The scientist shrugged. ‘I wait for Marie to call me in.’

‘How about I call you in?’ suggested de Payns. ‘If we narrow this right down, the Pakistanis have developed a gas gangrene agent that works best when it’s added to water, something we all need to use every day.’

‘Sure,’ said Ackermann.

‘So if you were the terrorist, and you wanted to deploy this in Europe, what method of distribution would you use to create the biggest impact?’

Ackermann looked at the ceiling, thinking. ‘The best way would be to add as much as I could to the water supply of a major city—say, London, Paris, Madrid. But …’

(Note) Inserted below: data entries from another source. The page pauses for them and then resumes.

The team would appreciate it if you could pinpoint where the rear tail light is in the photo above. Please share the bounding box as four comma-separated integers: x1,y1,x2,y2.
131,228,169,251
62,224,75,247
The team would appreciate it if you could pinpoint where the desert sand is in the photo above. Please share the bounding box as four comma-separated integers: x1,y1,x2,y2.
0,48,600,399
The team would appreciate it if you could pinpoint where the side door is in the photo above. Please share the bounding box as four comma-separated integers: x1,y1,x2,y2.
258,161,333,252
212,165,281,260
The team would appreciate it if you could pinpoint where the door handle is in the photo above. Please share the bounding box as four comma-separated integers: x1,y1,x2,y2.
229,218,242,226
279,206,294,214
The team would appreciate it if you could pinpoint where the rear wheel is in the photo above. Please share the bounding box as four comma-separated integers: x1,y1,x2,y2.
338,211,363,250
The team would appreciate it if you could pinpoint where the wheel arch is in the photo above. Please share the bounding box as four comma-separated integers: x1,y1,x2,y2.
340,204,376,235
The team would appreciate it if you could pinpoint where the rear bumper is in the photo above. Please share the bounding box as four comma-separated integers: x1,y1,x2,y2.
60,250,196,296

‘That wouldn’t work,’ said de Payns.

‘Well, not really. You’d need a lot of bacteria to influence a metropolitan water supply, and the major cities have filters and chemical treatments that can defeat bacteriological pathogens.’

‘Even man-made, weaponised ones?’

‘This one from the MERC is very strong and very resilient,’ said Ackermann. ‘And it has this added sialidase feature, which negates the dilutive effects of water. It can still work when it reaches the intestine.’

‘But?’

‘But you’d have to get it past the water treatment stations and all their chemicals. Once it was in the pipes, that would be another story. That’s when you’d kill a large number of people.’